Elsewhere, Ray is dealing with Hermie’s death. He’s rummaging through his apartment and marveling at his VHS collection. Hermie left him everything, and it’s sent Ray’s typical neuroses into a full-blown existential panic. Marnie, of course, isn’t hearing any of it, because 20 minutes into helping Ray clean out the apartment, she wants to bail. God, she is terrible. At least Ray realizes it and breaks up with her.
And finally, the true worst, Adam and Jessa, are hard at work on their terrible, terrible movie. Guess what? It’s terrible! They’ve renamed the Hannah character “Mirah” (ugh!), but it’s still close enough for Jessa to feel threatened. She wants to view Adam and Hannah as a miserable, hilarious failure, but Adam’s film portrays them more as beautifully broken.
When production moves to Laird’s place below Hannah’s apartment, Hannah runs into the girl playing “Mirah” on the stoop. The actress reveals she’s had three kids, but assures Hannah, “Kids are super easy. It’s being an adult that’s hard,” which might as well be the logline for this entire series.
Now, let’s grab a handful of edibles and discuss the moments from last night we loved so much we can’t even and the parts that were so ridiculous we can’t even below.
We Can’t Even
If you’ve been reading these recaps long enough, you know we have a total hard-on for Andrew Rannells’ Elijah, and, while this episode kept him in his pants, we do love how his Adderrall-adled morning kept him from covering his midriff for the whole scene. (Also we fell a little more in love with his reaction to losing Loreen: “What is this, The Muppets Take Manhattan?”) We’d smoke salvia at 10am with him any day.
As sad as Loreen’s journey has become, it definitely feels like one of this show’s most earned story arcs. Still, hearing about her sad Midwestern existence does make me wish someone would start forwarding her some Ask Polly columns or something.
In all the chaos of pregnancies and moms on the lam and feeling some serious jealousy over Loreen’s sweet weed gummy hook-up, this episode did have some great comeuppance for Jessa and Marnie. The latter finally got dumped by Ray for being an insufferable brat, but it was watching Jessa squirm that was really satisfying. She never seems to recognize that anyone else could be as deep and wild and interesting as she is, so having her watch Adam re-enact the intimacies of his relationship with Hannah felt like blunt-force trauma.

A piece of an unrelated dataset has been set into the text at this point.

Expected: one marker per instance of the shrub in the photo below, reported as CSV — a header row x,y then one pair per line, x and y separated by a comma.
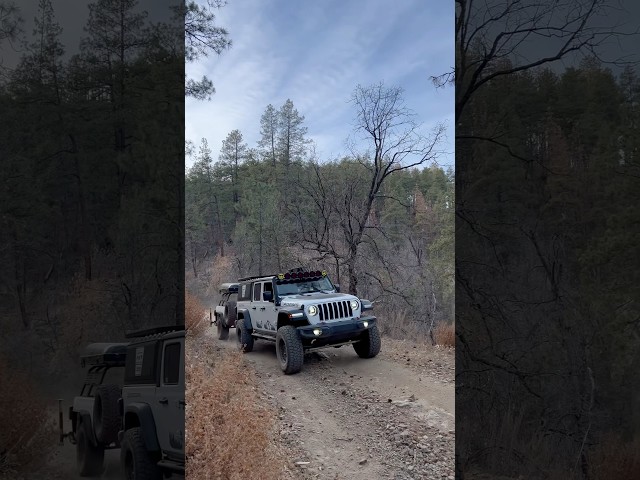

Hannah showed some real self-awareness with her list of reasons why she shouldn’t have the baby, but we think she missed one important one: She’s still friends with Marnie.
We Cant’ Even
Hannah told her mom “This is Brooklyn, one of the most dangerous places in America. You don’t know the terrain, you’re not Lil Kim,” which seems a touch dramatic. First off, they’re in Greenpoint. The only danger she’s in is being late because the G train is being sluggish. Worst case scenario, she ODs on pierogies or too much vegan pizza.
Of course Marnie divides her time between Quiet Pilates and Physique 57. Is she really raking in the bucks from all those Marnie & Desi tracks no one wants?
Speaking of art no one wants: Adam’s and Jessa’s film. As if watching Hannah and Adam be generally awful to each other wasn’t bad enough the first time around, now we have to watch the Lifetime Original Movie version? (Suggested titles: Not Without My UTI, Dirty Daughter, La La Land.)
What sort of restaurant just lets two people stand in the kitchen?
If Hermie’s box of old cassette tape interviews means Ray is going to start a podcast, I swear, I’m done.
Tell us what you thought about in the episode in the comments or I will make an overwrought short film about all of your personal shortcomings!